E is slightly under-represented in Wordle relative to the English language, for instance. But check out letters like I and N — they’re quite a bit less likely to appear in Wordle than in the wild. N makes up nearly 7 percent of dictionary letters, but a hair under 4 percent of Wordle answers.
On the other hand, letters like B, Y and G are considerably more likely to show up in Wordles (this, incidentally, screwed me hard the other day when the solution was PROXY. I had the first four letters nailed down, but somehow never figured out that the last one was Y).
There are a couple things driving those differences. The most obvious is that five-letter words are going to have different structures than shorter or longer ones, leading to different patterns in letter usage. But the other really important thing to note is that the Wordle solutions aren’t just a random sample of all possible five-letter words. If they were, sometimes the answers would be really weird and obscure things like COXAE (an anatomical term for a hip joints), GLODE (archaic past tense of GLIDE) or SYVER (a type of street drain). In fact, those weirdo words from the long tail of the language would end up being the answer most of the time, given their sheer number relative to the smaller number of words most people use daily.
Correctly foreseeing that nobody would want to play a guessing game involving obscurities that regular people have never heard of, the creator of Wordle, in his infinite kindness and wisdom, whittled down the list of 12,000+ five-letter words in the English language to a subset of a couple thousand much more common ones. We know this, incidentally, because the internal Wordle dictionary is viewable in the source code of the game’s website.

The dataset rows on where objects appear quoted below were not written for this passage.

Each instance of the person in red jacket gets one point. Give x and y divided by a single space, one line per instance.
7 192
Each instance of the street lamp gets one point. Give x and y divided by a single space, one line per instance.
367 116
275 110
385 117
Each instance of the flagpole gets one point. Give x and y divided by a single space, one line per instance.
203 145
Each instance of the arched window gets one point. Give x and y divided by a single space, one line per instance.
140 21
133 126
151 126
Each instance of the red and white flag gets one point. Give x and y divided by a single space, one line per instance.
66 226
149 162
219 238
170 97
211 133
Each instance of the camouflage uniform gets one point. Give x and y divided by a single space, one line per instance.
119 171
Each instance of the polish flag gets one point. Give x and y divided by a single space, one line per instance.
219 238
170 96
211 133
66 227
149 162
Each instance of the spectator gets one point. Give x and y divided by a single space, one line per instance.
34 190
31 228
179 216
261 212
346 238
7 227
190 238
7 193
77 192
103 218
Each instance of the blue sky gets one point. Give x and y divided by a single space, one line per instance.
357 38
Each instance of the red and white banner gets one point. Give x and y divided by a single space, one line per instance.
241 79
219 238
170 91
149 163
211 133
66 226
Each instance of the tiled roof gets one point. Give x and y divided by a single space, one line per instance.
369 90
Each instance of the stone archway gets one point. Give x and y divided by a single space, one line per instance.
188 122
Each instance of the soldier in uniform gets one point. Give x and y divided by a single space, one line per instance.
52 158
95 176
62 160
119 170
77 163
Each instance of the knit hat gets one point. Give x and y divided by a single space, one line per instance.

You could probably take all of this even further, analyzing actual letter placement to see, for instance, if Es in Wordle are more or less likely to appear at the start or end of a word than they are in the English language. Again, that falls into the realm of brute-forcing the game with statistics. I think it’s fun to do a little bit of that — hence this post — but a big part of the joy of Wordle is simply following your instincts and seeing where your guesses take you.
"We know this, incidentally, because the internal Wordle dictionary is viewable in the source code of the game’s website."
Christopher, you sly dog, you've hacked Wordle!